While pushing his third tax cut in as many years, Bush swore the latest round of cuts would create a robust job market. In fact, the Bush administration got specific about its claims, saying that if Congress passed Bush’s tax plan (which it did), the results would be 344,000 jobs created, per-month, starting in mid-2003. As a result, if the White House was correct in its guarantees, we would already be in the middle of vigorous job growth.
Obviously, that ain’t happening. As a result, Snow has begun offering a different story.
“I would stake my reputation on employment growth happening before Christmas,” Snow said in an interview with the Times of London. “Everything we know about economics indicates that the sort of economic growth expected for the next year, 3.8 to 4 percent, will translate into 2 million new jobs from the third quarter of this year to the third quarter of next year. That’s an average of about 200,000 new jobs a month.”
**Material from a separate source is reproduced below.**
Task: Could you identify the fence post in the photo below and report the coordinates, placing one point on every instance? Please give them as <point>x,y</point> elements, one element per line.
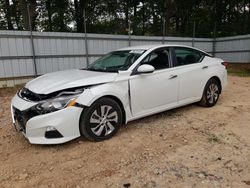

Two things. One, Snow’s reputation isn’t that great, so his willingness to bet it on strong job growth does not necessarily inspire confidence.
Two, Snow may have been hoping that no one would notice, but 200,000 new jobs a month is quite a step back from what the administration was promising us up until recently.
Bush’s first two tax cuts, which disproportionately benefited the wealthiest Americans, were supposed to create millions of jobs. Instead, the employment market under Bush has been worse than at any point in the U.S. in 70 years.
So the White House demanded another tax cut, promising 344,000 jobs per month. That hasn’t worked either. Now John Snow is moving the goal posts, promising 200,000 new jobs per month, and pretending like this would be proof of the tax cuts’ effectiveness.
As everyone’s favorite blogging economist, Maxspeak, noted yesterday, the economy needs 170,000 new jobs a month just to keep the unemployment rate from increasing, so Snow’s bold predictions really aren’t all that impressive anyway.
In fact, Maxspeak wisely reminds us that “the economy is in the unusual situation of having fewer jobs now than at the beginning of the ‘recovery,'” which, he notes, is “historic.”